Her ikisini de alamazsan bol bol temiz hava al.
Adam vasiyet etmiş,
Mezarıma ille de birini daha gömecekseniz eşim olmasın asla.
Niye diye sormuşlar?
Hayattayken dırdırı ömrümü bitirdi,
Bari ölünce rahat edeyim.
Herkesin bir ideali var ya, bir de hayranı.

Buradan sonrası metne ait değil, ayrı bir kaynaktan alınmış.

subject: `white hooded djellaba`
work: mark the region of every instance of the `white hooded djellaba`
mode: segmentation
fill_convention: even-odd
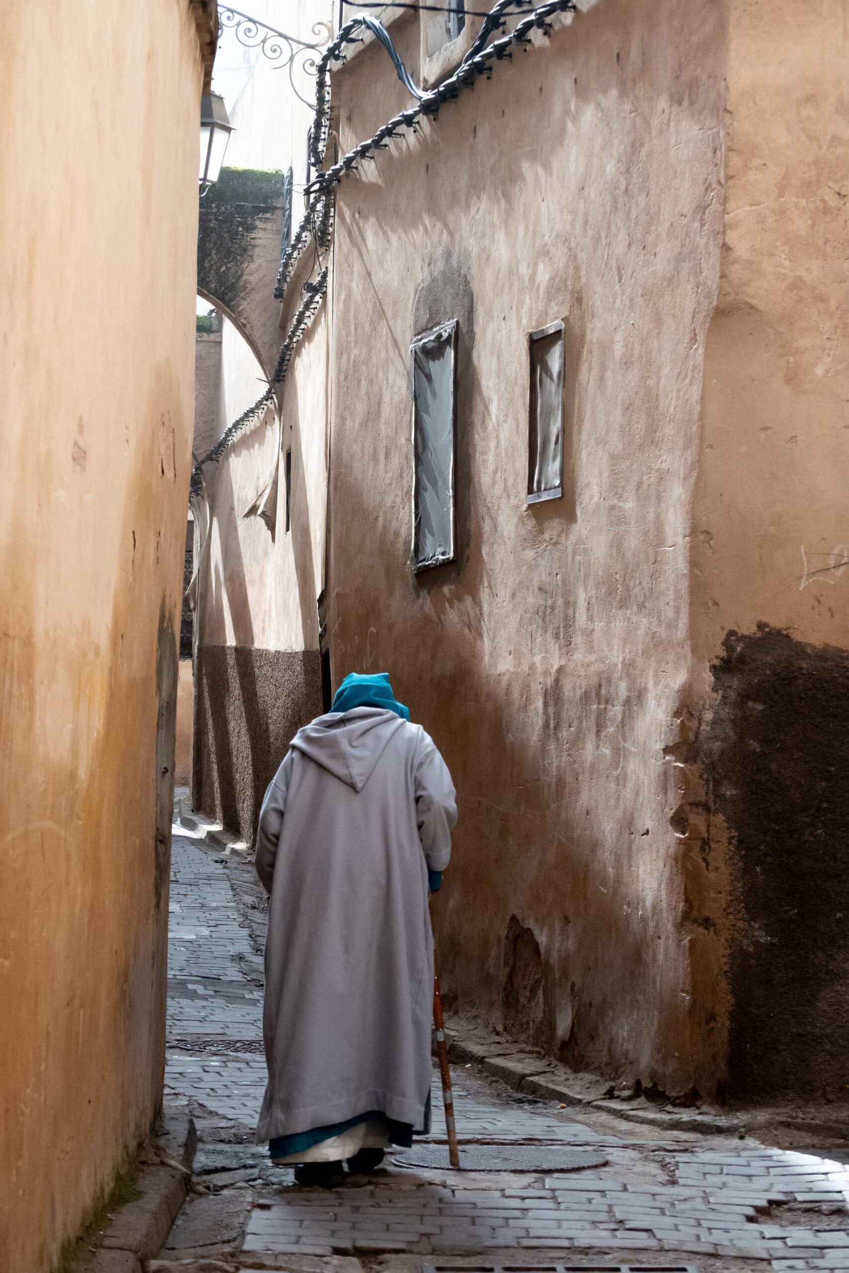
[[[257,1139],[285,1161],[397,1142],[389,1124],[429,1129],[428,872],[448,866],[457,810],[437,747],[395,708],[333,710],[300,729],[260,813],[271,897]]]

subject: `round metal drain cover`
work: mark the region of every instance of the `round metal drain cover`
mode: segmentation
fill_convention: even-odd
[[[400,1167],[449,1167],[447,1144],[420,1144],[393,1161]],[[559,1144],[461,1144],[463,1171],[580,1171],[603,1167],[596,1150],[565,1150]]]

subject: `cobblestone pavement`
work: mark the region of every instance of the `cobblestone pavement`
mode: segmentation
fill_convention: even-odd
[[[176,829],[177,833],[178,829]],[[253,1143],[265,1086],[257,984],[262,901],[249,863],[174,834],[167,1099],[199,1128],[193,1192],[163,1259],[220,1269],[849,1270],[849,1171],[754,1139],[666,1133],[521,1097],[454,1068],[461,1139],[592,1146],[572,1174],[405,1169],[323,1192]],[[430,1139],[444,1139],[438,1083]],[[477,1263],[475,1263],[477,1256]],[[471,1262],[471,1263],[470,1263]],[[201,1268],[202,1265],[197,1265]]]

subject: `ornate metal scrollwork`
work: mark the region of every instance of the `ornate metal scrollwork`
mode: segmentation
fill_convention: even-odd
[[[307,75],[317,74],[317,59],[321,56],[322,48],[330,43],[332,34],[330,23],[313,23],[309,31],[313,39],[300,39],[298,36],[288,36],[285,31],[270,27],[267,22],[262,22],[260,18],[252,18],[239,9],[230,9],[229,5],[219,4],[219,39],[225,31],[232,31],[244,48],[258,48],[263,57],[275,64],[275,70],[288,70],[289,83],[295,97],[304,106],[314,109],[314,101],[311,102],[299,93],[294,79],[294,70],[298,66]]]

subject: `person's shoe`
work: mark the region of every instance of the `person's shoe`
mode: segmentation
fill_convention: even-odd
[[[356,1176],[365,1176],[369,1171],[377,1171],[382,1162],[383,1150],[360,1150],[347,1160],[347,1170]]]
[[[341,1162],[302,1162],[295,1167],[295,1184],[319,1185],[322,1189],[333,1189],[342,1183]]]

Kimi de ne mutlu Hazret-i Adem’e der, ona gıbda eder, dünyanın en mutlu insanı onu kabul eder.
Niye diye sorarsın.
“Kaynanası yoktu da ondan” diye cevap verir.
Ben de iki insana acırım;
Kızı olmayan anne-baba, kayınvalidesi olmayan damat.

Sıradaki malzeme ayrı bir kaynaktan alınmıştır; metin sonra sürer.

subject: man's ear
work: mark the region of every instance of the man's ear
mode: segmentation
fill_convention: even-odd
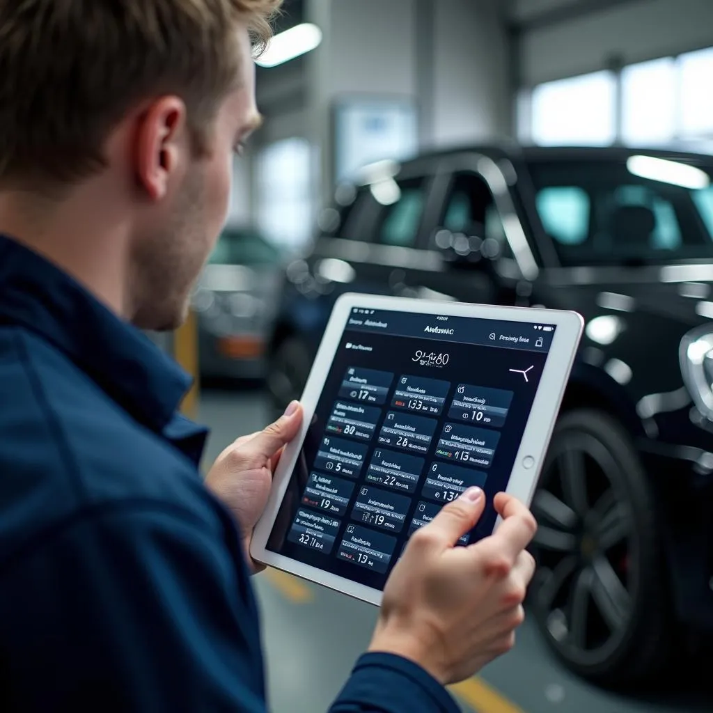
[[[185,104],[177,96],[157,99],[138,118],[134,166],[138,185],[150,200],[160,200],[168,193],[181,147],[187,143],[186,130]]]

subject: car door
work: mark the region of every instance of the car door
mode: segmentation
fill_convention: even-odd
[[[515,208],[512,177],[476,152],[446,157],[438,173],[441,193],[424,247],[441,255],[442,267],[420,276],[423,287],[461,302],[526,304],[538,267]]]

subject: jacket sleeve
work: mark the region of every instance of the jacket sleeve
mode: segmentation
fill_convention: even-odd
[[[267,713],[242,552],[163,503],[76,516],[0,569],[0,709]],[[331,713],[457,713],[416,665],[367,654]]]
[[[364,654],[330,713],[458,713],[448,692],[416,664],[390,654]]]
[[[3,711],[266,710],[247,572],[190,511],[131,503],[77,517],[0,586],[13,607],[0,617]]]

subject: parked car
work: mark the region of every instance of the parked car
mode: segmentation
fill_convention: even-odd
[[[205,379],[260,379],[284,265],[257,230],[226,227],[193,295]]]
[[[344,291],[584,315],[533,505],[530,602],[562,661],[599,682],[657,670],[692,632],[712,640],[712,176],[709,156],[615,148],[371,167],[289,266],[271,339],[282,406]]]

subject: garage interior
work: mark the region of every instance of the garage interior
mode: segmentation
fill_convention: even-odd
[[[697,521],[713,521],[713,434],[707,414],[697,410],[697,396],[686,386],[685,374],[682,381],[679,349],[689,330],[707,334],[705,325],[713,318],[713,298],[709,301],[713,283],[713,2],[286,0],[277,21],[278,39],[290,32],[297,37],[296,29],[304,43],[292,56],[269,48],[258,60],[257,101],[264,123],[245,155],[235,160],[230,213],[219,245],[223,252],[217,252],[206,266],[191,320],[174,340],[179,361],[200,384],[187,410],[212,431],[206,463],[238,436],[270,422],[288,396],[299,396],[314,356],[312,346],[300,344],[300,335],[322,324],[319,310],[331,304],[334,285],[337,292],[349,288],[471,302],[504,299],[523,307],[577,309],[587,320],[583,363],[590,371],[605,372],[622,394],[643,390],[631,406],[637,425],[630,431],[628,396],[620,402],[615,398],[612,406],[604,404],[601,395],[573,388],[564,408],[568,413],[607,414],[605,445],[612,442],[607,435],[612,429],[636,434],[631,436],[632,443],[638,439],[631,450],[640,456],[637,462],[645,487],[650,485],[652,502],[662,497],[672,504],[664,518],[675,530],[670,545],[667,540],[662,545],[669,554],[660,555],[657,567],[662,570],[657,569],[655,577],[642,570],[640,584],[651,590],[634,597],[627,617],[634,616],[637,607],[650,605],[657,583],[665,581],[678,602],[670,605],[672,610],[699,607],[706,613],[696,621],[707,617],[710,626],[713,529],[687,527],[687,516],[677,514],[676,508],[687,508],[675,492],[683,476],[677,466],[664,465],[669,456],[650,443],[666,441],[667,447],[667,439],[679,438],[677,453],[695,451],[689,461],[692,483],[699,488],[695,492],[702,493]],[[536,277],[528,277],[521,256],[511,259],[497,247],[488,255],[480,247],[502,242],[498,230],[508,232],[503,221],[504,228],[496,226],[488,233],[488,206],[499,208],[502,217],[497,195],[486,200],[481,215],[480,209],[471,206],[471,222],[449,229],[450,237],[444,238],[451,241],[446,252],[458,262],[463,257],[458,236],[470,235],[471,250],[473,236],[468,230],[477,223],[484,231],[478,237],[476,262],[480,262],[459,277],[453,279],[448,268],[439,268],[446,277],[441,282],[429,282],[416,268],[399,262],[411,259],[408,251],[438,238],[429,232],[430,227],[419,227],[419,220],[426,220],[421,214],[409,222],[413,205],[421,205],[411,189],[420,190],[421,164],[414,165],[415,178],[404,175],[403,180],[402,165],[411,165],[407,162],[414,157],[440,161],[458,152],[480,157],[478,170],[486,178],[482,162],[488,160],[497,165],[503,185],[512,171],[528,191],[541,191],[533,200],[541,223],[538,230],[556,245],[551,265],[545,255],[533,257],[540,261]],[[609,214],[601,217],[597,212],[605,210],[606,200],[595,200],[595,190],[602,195],[606,192],[605,179],[597,178],[598,171],[605,171],[595,165],[601,157],[608,157],[612,165],[625,163],[639,177],[632,185],[617,184],[607,194],[606,200],[622,201],[611,226]],[[568,168],[570,159],[576,163],[573,168]],[[518,161],[529,167],[525,178]],[[665,164],[671,170],[683,166],[680,178],[657,173]],[[370,170],[386,173],[369,178]],[[669,188],[650,195],[647,182],[652,181],[669,188],[675,184],[679,193],[685,189],[690,195],[674,195]],[[492,189],[486,183],[486,190]],[[511,187],[513,183],[514,179]],[[482,188],[482,182],[479,185]],[[472,182],[463,185],[472,196]],[[379,202],[379,210],[396,206],[401,211],[391,210],[391,222],[384,221],[389,230],[379,235],[376,228],[364,227],[370,225],[366,218],[355,227],[356,219],[349,217],[364,186],[370,187],[374,198],[369,200]],[[386,190],[379,194],[380,200],[375,186],[396,186],[398,193],[391,198]],[[513,207],[520,220],[520,211],[526,214],[528,209],[518,202],[529,200],[523,190],[524,197],[515,197]],[[591,201],[586,208],[585,193]],[[682,217],[684,202],[686,210],[694,206],[697,211],[688,222]],[[366,209],[361,212],[366,215]],[[694,232],[700,240],[692,237]],[[358,264],[361,253],[354,246],[369,244],[364,255],[374,247],[369,253],[373,257],[379,253],[371,244],[380,240],[402,252],[394,253],[396,257],[378,277],[374,272],[362,279],[366,269]],[[610,247],[597,248],[597,240],[600,246],[610,240]],[[578,262],[584,253],[578,246],[590,243],[593,257]],[[240,248],[242,245],[251,247]],[[429,247],[430,252],[434,250]],[[511,296],[503,297],[502,290],[494,294],[476,289],[478,265],[489,265],[488,260],[500,265],[510,260],[520,270],[512,294],[511,287],[503,288]],[[605,279],[600,279],[605,272]],[[465,285],[462,292],[453,286],[456,282]],[[285,292],[286,284],[292,292]],[[296,310],[301,311],[296,314]],[[637,322],[637,315],[644,313]],[[701,344],[703,337],[696,338],[695,344]],[[612,344],[625,346],[610,353]],[[713,348],[713,341],[709,347]],[[650,379],[647,375],[650,383],[640,386],[647,367],[639,365],[652,359],[660,359],[660,368]],[[685,429],[695,431],[694,436],[673,435],[678,425],[669,425],[665,414],[674,413],[681,414]],[[685,429],[681,433],[687,434]],[[647,439],[645,457],[645,448],[638,443]],[[647,458],[654,464],[650,468]],[[655,478],[654,469],[661,471]],[[628,482],[627,473],[621,477]],[[614,491],[620,492],[617,487]],[[626,491],[629,485],[622,487]],[[631,497],[640,505],[650,495]],[[649,525],[641,526],[657,531],[664,525],[652,507],[654,514],[646,515]],[[632,556],[630,552],[622,555],[628,567],[633,566]],[[682,569],[670,565],[670,560]],[[692,585],[698,588],[695,595],[685,588],[689,575],[697,583]],[[627,577],[629,586],[631,570]],[[368,644],[375,610],[277,570],[255,579],[272,709],[327,709]],[[557,611],[538,625],[530,602],[515,650],[477,678],[454,687],[464,711],[713,711],[713,689],[705,672],[713,663],[713,628],[672,615],[666,636],[672,635],[665,643],[662,633],[640,624],[635,637],[640,639],[634,645],[612,644],[611,652],[602,654],[596,665],[583,665],[578,670],[543,635],[543,626],[556,638]],[[625,628],[625,619],[621,626]],[[660,636],[660,646],[668,649],[667,662],[652,678],[627,680],[625,670],[636,667],[629,660],[632,652],[627,650],[626,657],[617,652],[634,645],[645,657],[650,640]]]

Mezarlığa tekrar dönersek.
Zebanilerin tokmak sesinden başka ses seda yok orada.
Çocuk hoplamış, bebek zırlamış. Bey kükremiş, hanım titremiş, korna sesi, siren, alarm böyle bir dert de yok kabristanda.

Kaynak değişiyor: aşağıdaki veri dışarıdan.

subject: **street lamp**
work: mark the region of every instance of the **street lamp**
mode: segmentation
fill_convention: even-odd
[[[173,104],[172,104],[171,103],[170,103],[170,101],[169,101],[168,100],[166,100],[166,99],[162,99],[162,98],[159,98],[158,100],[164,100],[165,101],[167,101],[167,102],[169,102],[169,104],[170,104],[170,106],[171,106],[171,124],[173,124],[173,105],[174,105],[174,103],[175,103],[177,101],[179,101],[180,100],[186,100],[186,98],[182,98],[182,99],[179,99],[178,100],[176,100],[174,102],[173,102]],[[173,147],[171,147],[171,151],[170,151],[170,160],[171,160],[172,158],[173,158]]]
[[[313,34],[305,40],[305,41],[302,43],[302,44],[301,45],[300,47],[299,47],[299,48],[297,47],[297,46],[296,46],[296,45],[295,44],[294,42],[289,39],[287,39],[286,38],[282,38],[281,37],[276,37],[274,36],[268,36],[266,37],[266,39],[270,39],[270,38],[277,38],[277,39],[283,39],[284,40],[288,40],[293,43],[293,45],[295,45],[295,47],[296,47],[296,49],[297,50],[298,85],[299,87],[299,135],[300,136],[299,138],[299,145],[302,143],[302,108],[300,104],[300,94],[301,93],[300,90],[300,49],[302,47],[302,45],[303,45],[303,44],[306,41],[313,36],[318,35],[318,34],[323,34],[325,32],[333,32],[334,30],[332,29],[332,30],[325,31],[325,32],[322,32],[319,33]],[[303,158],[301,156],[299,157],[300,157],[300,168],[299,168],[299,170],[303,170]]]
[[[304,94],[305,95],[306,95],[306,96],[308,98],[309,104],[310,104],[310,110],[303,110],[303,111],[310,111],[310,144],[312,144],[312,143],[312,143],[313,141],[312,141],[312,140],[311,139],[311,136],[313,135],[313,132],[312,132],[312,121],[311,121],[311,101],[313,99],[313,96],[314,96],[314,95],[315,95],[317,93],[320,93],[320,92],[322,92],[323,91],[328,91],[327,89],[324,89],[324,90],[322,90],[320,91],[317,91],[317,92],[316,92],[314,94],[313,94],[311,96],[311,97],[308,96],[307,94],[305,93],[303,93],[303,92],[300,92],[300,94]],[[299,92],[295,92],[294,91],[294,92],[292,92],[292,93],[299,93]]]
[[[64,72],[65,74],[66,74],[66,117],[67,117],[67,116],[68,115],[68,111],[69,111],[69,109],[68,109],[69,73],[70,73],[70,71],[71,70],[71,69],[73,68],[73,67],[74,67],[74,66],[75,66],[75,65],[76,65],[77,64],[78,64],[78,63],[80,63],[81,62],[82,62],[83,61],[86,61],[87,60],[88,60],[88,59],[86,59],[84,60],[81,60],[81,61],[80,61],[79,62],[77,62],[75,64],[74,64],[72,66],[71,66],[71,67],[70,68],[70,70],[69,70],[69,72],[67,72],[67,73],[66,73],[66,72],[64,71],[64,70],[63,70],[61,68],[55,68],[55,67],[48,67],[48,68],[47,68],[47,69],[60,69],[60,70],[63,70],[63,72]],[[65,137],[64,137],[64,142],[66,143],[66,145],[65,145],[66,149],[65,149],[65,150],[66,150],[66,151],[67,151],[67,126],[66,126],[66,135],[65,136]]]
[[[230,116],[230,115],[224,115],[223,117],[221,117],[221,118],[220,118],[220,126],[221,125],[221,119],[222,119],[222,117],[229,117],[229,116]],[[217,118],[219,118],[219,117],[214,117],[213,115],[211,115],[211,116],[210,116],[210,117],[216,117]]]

Siz mezar yerini düşünüp dururken mahalle sakinleri de boş durmuyor.
Onlar da size “yer seçimi” konusunda yardımcı oluyorlar.
“Efendim benim bir akrabam, Karacaahmet’te bir diğeri Zincirlikuyu’da.
Sen en iyisi Zincirlikuyu’yu seç”.
Bir başkası atılır.
Yanlış efendim, yanlış. Arkadaş yanlış düşünüyor.
En iyi mezarlık Karacaahmet.
Aceleye geldi, biz akrabamızı Zincirlikuyu’ya gömdük. Telaş işte. Ne acele edersin. Evde Uğur derin dondurucu var. Koy içine, beklesin. Sen de uzun uzun düşün, acele karar verme. Gömdük Karacaahmet’e. Şimdi oradan taşımayı düşünüyoruz. Bir uyuşmazlık olmuş mevtalar arasında.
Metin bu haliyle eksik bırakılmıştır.